GEORGIA KYRIAKAKIS

“The Gaza Strip” 2014

Stones and red thread
Approx. 30 x 30 x 800cm

Gaza Strip is a simple work. A set of rounded and lined stones on which a red line is drawn. One could say that the Gaza Strip is a drawing on stone. But the title, the (military?) arrangement of the stones, the circular shape of the drawing, and the very height at which it is done on the stones, suggests an arrangement. It simulates the mark left by a red liquid (blood?) on the surface of the stone. As the title indicates, the work refers to the violence and the historical war between Palestinians and Israelis in this small region of the Middle East. Like the memory of historical facts and the conflict itself, the red line drawn in the stone, exposed to the weather and the passage of time, gradually fades, becomes almost imperceptible, but never completely disappears.
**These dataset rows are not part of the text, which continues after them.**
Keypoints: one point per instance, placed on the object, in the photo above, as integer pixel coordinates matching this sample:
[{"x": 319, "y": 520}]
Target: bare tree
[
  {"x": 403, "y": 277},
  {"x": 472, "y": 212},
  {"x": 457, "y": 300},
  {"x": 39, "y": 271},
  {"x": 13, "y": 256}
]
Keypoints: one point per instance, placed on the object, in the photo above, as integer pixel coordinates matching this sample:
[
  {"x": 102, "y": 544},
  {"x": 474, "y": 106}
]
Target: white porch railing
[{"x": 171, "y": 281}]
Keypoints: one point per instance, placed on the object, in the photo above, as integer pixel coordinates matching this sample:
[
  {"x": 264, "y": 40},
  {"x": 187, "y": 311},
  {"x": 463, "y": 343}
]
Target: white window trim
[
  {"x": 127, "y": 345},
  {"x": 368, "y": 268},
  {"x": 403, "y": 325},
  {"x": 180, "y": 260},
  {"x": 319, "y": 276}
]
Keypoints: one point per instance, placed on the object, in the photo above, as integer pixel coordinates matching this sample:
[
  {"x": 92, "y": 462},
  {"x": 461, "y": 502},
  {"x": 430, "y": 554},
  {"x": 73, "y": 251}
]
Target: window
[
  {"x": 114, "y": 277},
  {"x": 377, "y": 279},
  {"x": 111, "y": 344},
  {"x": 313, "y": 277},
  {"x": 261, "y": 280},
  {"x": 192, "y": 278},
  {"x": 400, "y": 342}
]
It periodically resurfaces, just like the conflict that never seems to end... It reappears strong and forceful to remind us above all that the marks of violence are always indelible.


Geórgia Kyriakakis
Ilheús, Bahia, 1961
She currently lives and works in São Paulo
www.georgiakyriakakis.com.br Georgia Kyriakakis is a teacher and artist, with a bachelor’s degree in fine arts from FAAP, master’s and Doctorate in Visual Poetics from the School of Communications and Arts of the University of São Paulo. She has taught at Unicamp, Centro Universitário Belas Artes, and, since 1997, at the undergraduate and graduate levels of Centro Universitário FAAP.

Since the 1990s, she has exhibited her work in collective and individual exhibitions, in Brazil and abroad, and has received important awards since then. She has works in important private collections and public collections and has published two books about her work: Georgia Kyriakakis, by the Spanish publishing house Dardo-DS and Empena o Amparo, by Martins Fontes Editora.

In her work, Georgia seeks to explore situations of strength and fragility, balance, and instability, which are present in nature, politics, social relations, and in the world in general. Such relationships arise from poetic-visual approximations with Geography - an area of broad and comprehensive knowledge that drives the artist’s creative impulse and determines the choice and variety of media and materials used in her works. Objects, materials, words, spaces, and the meticulous articulation between the elements of the work are ways to highlight the relationships between the virtuality of the image and the concreteness of the world.